At the community level, Briggs recommended that oncology nurses develop ACP materials for cancer care delivery sites (e.g., cancer clinics, chemotherapy infusion centers, surgery, cancer support groups), including educational materials that outline the ACP process and contact information for patients to request assistance with ACP. In addition, oncology nurses can engage communities with targeted activities, including ACP group facilitation for patients with similar diagnoses or disease-specific support groups. Oncology nurses can also use social media and engagement tools; Briggs suggested the personalized social healthcare network Patients Like Me to help patients learn from each other and find new ways to cope with their current and future diagnoses.

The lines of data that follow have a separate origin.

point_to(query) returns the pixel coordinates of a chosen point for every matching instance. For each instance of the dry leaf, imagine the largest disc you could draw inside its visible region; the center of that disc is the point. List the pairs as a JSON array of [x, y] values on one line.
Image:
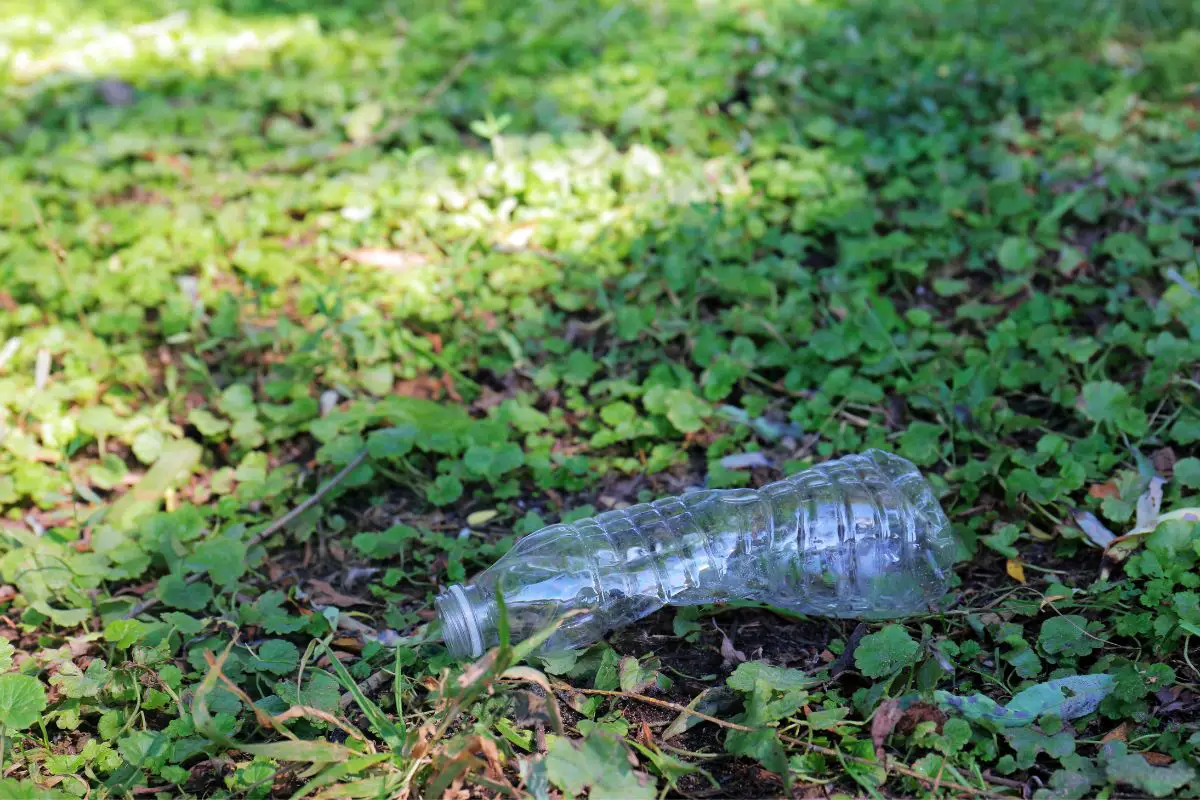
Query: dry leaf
[[1093, 528], [1121, 733], [396, 260], [1157, 759], [1149, 505], [885, 720]]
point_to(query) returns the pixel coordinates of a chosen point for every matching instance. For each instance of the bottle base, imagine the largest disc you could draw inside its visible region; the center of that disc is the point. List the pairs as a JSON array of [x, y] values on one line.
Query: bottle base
[[460, 629]]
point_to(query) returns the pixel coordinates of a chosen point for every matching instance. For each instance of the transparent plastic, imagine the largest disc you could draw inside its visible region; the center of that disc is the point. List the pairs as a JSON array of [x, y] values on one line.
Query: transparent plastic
[[862, 536]]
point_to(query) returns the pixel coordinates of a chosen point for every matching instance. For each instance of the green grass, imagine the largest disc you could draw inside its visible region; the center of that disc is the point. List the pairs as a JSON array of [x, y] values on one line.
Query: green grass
[[538, 259]]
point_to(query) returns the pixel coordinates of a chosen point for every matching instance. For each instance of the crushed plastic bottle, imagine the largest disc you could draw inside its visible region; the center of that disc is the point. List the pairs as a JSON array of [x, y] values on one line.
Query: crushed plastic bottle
[[862, 536]]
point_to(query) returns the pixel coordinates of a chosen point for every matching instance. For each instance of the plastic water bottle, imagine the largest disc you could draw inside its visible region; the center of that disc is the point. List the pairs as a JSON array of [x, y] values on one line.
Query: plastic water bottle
[[862, 536]]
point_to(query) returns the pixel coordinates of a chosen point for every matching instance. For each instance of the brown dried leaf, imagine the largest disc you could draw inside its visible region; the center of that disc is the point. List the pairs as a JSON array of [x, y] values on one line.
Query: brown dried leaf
[[919, 713], [1157, 759]]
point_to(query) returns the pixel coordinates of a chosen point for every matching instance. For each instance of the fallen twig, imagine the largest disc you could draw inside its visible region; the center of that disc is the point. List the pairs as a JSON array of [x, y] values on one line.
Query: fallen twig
[[270, 530], [367, 686], [393, 127], [791, 740]]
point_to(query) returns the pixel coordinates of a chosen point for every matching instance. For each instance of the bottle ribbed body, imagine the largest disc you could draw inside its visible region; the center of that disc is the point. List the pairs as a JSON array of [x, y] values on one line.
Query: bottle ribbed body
[[861, 536]]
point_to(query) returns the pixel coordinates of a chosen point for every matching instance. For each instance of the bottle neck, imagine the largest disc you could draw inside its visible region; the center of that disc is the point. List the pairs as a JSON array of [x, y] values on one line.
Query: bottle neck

“Nurses can work to improve their communication skills in facilitating ACP conversations—conversations that make a difference, especially for patients with serious illness and their families,” Briggs said, such as by:

  • Exploring patients’ understanding of their diagnosis, prognosis, and complications and assisting them to identify their questions for the interprofessional team
  • Helping patients to clarify their values and goals
  • Creating an environment where families and healthcare agents can learn about what is most important for patients to live well as well as how they can make substitute decisions
  • Exploring patients’ treatment goals and maintaining hope for the best outcomes—while planning for the worst
  • Providing information on the benefits and burdens of potential life-sustaining treatments
  • Making referrals as needed
  • Documenting and communicating ACP conversations to provide transparency for the interprofessional team

“Developing an AD or starting ACP should not just wait until patients are sick or older,” Mea said. “Having a plan in place can improve quality of life as a patient progresses through the cancer journey.”